How profiling could forecast latency impact of infrastructure downsizing

Save money with limited performance impact

--

Profiling is first and foremost associated with performance optimization. However, another use case of profiling could be cost saving. This is something we’ve been exploring at work recently.

Let’s say you have a backend service for some API endpoints. You allocate some number of CPU cores to this service.

3 things can happen:

  1. You’re overprovisioned. You requested 10 cores, but the maximum number of cores you observe your code using concurrently is 5. In this case, you’re likely overprovisioned by 5 cores. 50% of the money you spend is “wasted.”
  2. You’re underprovisioned. You set a request of 10 cores, and you’re consistently saturating your CPU and observing high latency and timeouts.
  3. In-between the other two. For simplicity, let’s call this scenario “well-provisioned.” Your observed p9x (p95, p99, p99.9 etc.) CPU usage is near the requested cores.
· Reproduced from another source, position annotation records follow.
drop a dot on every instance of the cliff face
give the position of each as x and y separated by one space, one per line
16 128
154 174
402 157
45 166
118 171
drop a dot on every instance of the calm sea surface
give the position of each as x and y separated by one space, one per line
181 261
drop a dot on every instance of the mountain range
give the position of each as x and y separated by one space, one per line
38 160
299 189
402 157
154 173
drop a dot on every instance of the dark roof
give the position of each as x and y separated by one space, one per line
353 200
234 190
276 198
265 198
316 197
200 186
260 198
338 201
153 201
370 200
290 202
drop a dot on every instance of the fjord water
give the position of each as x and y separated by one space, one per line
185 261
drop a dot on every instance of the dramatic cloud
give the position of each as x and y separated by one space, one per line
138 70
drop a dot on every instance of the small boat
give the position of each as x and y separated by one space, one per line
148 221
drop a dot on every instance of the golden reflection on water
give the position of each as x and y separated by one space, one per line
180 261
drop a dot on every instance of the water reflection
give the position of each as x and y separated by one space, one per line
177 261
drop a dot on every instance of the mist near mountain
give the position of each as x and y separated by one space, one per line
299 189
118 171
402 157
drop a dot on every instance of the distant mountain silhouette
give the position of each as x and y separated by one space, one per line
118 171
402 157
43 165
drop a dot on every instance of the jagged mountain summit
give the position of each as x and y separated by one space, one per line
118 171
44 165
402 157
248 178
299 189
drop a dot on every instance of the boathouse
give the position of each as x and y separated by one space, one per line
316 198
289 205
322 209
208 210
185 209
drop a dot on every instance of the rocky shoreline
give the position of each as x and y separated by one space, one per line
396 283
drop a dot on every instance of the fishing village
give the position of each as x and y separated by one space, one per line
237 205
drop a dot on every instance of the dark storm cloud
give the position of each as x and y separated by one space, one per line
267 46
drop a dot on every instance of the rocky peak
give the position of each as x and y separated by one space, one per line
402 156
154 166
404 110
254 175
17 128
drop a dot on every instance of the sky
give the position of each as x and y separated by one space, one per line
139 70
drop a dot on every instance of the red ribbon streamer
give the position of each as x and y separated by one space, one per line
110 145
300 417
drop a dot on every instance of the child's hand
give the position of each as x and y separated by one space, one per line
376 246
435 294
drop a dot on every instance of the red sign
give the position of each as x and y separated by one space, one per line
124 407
If you observe your service to be overprovisioned by X percentage, how confident can you say that downsizing by X percentage will have limited impact on latency?
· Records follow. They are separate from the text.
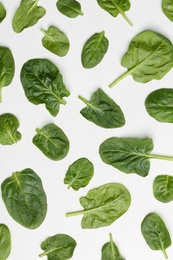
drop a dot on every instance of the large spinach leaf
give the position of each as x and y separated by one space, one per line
5 242
25 198
116 7
43 83
79 174
52 141
94 50
149 56
103 205
8 129
102 110
159 104
55 41
163 188
156 233
27 15
129 155
70 8
58 247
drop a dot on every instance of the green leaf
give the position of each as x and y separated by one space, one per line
24 198
110 251
103 205
58 247
5 242
116 7
70 8
102 110
94 50
79 174
149 57
156 233
52 142
55 41
8 129
129 155
163 188
159 104
27 15
43 83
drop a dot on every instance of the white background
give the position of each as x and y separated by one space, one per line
84 136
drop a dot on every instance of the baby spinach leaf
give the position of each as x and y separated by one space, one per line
149 56
156 233
43 83
102 110
159 105
27 15
163 188
7 68
5 242
25 198
55 41
52 142
70 8
116 7
94 50
79 174
58 247
8 129
110 251
129 155
103 205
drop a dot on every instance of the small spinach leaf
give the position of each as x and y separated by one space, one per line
24 198
43 83
94 50
55 41
163 188
159 104
149 56
52 141
79 174
8 129
27 15
156 233
103 205
5 242
58 247
103 111
116 7
70 8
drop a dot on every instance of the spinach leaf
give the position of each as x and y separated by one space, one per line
8 129
70 8
102 110
94 50
110 251
43 83
52 141
163 188
25 198
116 7
149 56
58 247
27 15
5 242
55 41
156 233
129 155
79 174
103 205
7 68
159 105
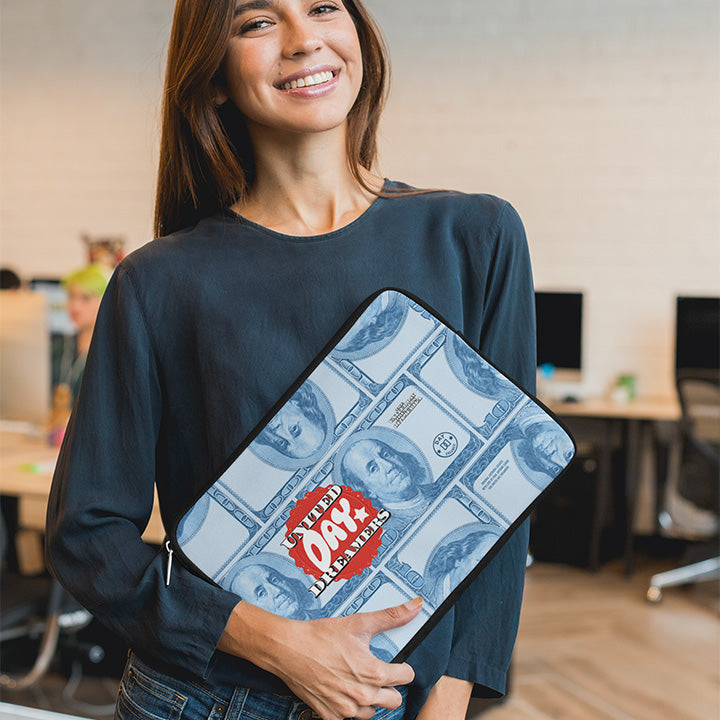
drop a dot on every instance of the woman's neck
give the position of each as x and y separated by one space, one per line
303 185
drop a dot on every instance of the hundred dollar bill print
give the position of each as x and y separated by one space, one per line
391 470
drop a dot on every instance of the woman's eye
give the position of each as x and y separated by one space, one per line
254 25
325 8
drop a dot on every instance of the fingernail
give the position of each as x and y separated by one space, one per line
413 604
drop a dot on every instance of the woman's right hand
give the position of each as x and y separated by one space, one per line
327 663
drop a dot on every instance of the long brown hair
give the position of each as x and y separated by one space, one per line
206 158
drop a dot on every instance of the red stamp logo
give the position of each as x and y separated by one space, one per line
333 533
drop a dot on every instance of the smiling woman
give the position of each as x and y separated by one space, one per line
273 227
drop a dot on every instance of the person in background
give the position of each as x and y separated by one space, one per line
85 288
9 279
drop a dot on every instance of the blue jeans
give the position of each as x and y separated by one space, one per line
146 694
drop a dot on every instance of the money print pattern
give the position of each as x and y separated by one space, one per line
392 471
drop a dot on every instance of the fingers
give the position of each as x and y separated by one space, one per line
381 620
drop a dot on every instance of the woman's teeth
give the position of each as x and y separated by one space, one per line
316 79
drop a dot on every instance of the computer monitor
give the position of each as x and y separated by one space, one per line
697 333
24 357
559 333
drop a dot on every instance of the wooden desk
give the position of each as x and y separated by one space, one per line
632 418
26 466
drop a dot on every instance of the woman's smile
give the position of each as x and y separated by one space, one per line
288 51
312 78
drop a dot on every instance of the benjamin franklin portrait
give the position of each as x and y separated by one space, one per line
272 583
387 468
300 432
375 329
542 449
455 556
474 372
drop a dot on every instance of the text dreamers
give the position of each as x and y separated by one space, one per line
333 533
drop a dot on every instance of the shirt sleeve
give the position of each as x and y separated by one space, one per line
488 612
102 498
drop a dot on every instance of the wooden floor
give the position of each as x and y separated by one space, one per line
590 648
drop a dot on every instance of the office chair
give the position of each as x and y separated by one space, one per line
40 611
699 394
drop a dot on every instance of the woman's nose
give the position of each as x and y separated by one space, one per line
301 38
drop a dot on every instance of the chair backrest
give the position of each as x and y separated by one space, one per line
699 395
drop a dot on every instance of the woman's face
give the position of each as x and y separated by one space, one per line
82 307
293 65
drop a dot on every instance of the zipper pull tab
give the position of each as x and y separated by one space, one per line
169 565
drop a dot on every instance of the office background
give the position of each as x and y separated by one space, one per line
597 119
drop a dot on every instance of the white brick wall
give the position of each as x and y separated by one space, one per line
597 119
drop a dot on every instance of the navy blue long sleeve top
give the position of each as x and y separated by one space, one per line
198 335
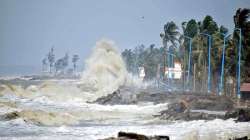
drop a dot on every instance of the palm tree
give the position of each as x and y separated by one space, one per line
170 34
242 20
75 58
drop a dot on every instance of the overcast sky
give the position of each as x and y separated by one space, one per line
29 28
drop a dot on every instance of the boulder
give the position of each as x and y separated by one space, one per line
135 136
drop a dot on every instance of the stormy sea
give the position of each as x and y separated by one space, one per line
66 108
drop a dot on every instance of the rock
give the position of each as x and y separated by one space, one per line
241 114
135 136
132 136
10 116
242 138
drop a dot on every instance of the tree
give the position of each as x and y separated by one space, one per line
209 25
51 58
170 34
75 58
62 63
241 20
44 62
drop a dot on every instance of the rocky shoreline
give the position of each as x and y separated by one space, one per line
135 136
185 107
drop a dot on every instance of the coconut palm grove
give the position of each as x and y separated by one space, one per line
124 70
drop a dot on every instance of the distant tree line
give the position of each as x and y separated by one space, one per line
175 42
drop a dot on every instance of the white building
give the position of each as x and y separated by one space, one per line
175 72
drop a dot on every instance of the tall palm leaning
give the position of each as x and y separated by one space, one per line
170 34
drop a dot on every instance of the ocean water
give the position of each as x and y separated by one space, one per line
60 109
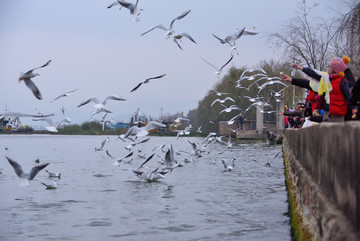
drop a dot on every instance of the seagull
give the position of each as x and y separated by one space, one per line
64 95
105 140
134 143
143 131
147 81
23 175
50 186
100 105
261 87
53 175
231 39
229 109
228 166
26 77
218 71
134 10
220 93
170 30
115 4
178 37
222 101
150 176
117 159
53 126
271 137
170 162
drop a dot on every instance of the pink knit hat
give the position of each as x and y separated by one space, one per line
338 65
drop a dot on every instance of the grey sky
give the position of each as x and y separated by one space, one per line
100 51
This is the question profiling can help you answer.

The rest of this article is split into 3 parts:

Part 1: Cost saving without profiling and its limitations.

Part 2: An overview of how CPU profiling works.

Part 3: How profiling can help forecast latency impact of downsizing.

Note, I am and will be using CPU as the example metric. For simplicity, let’s say this service is constrained on CPU, not memory or I/O.

Part 1: Cost saving without profiling and its limitations

The way to save cost on infra is to use less infra. If you want to cut down on CPU cost, you have to downsize your machine to run on fewer CPU cores. But how do you evaluate the performance impact of downsizing a service?

You can get infra metrics like CPU usage from the machine itself without profiling. For example, Linux kernel provides an API to obtain these system level metrics like CPU usage of the machine. With these alone, you can get a good idea of your average and p9x CPU usage over time, and therefore how well-provisioned your system is.

However, infra metrics are limited, and they might not capture the reality of your service’s CPU usage. This is especially true for services with sporadic, short lived, high bursts of activity. The reason is due to the resolution of the data.

Many observability systems are set up to query infra metrics every few seconds to one minute. Profiling’s data from a continuous profiler has resolution at ~10ms without much overhead, and therefore, can better capture sporadic high intensity activity.

High resolution vs. Low resolution data

Without capturing occasional high bursts of activity, if you downsize, you cannot guarantee your service won’t be throttled.

The chart above shows how, if you query infra metrics every 10 seconds, you will miss all of the occasional bursts of CPU activity. This means infra metrics alone will not give you a correct estimation of latency impact.

If your CPU resource utilization is only 10–20% according to infra metrics polled at a 10 second interval, then you can perhaps more safely argue for downsizing without need of profiling. The value of profiling becomes more apparent as you use higher percentage of your CPU.

Even in the well-provisioned scenario, because profiling can better forecast the downsizing vs. latency tradeoff, it enables the developer to make an informed decision on when to save and when not to save.

Thus, to summarize: the value profiling can provide is a more accurate forecast of cost vs. performance tradeoffs.

Part 2: How CPU profiling works

At a high level, a continuous profiler collects CPU-related events among other types of events. You can estimate from these events how many cores are running concurrently at any given time.

Every runtime works slightly differently; for simplicity, I will be describing how Java works. In Java, the profiler by default collects an event every 10ms of CPU time per thread. Note that CPU time is different from wall time.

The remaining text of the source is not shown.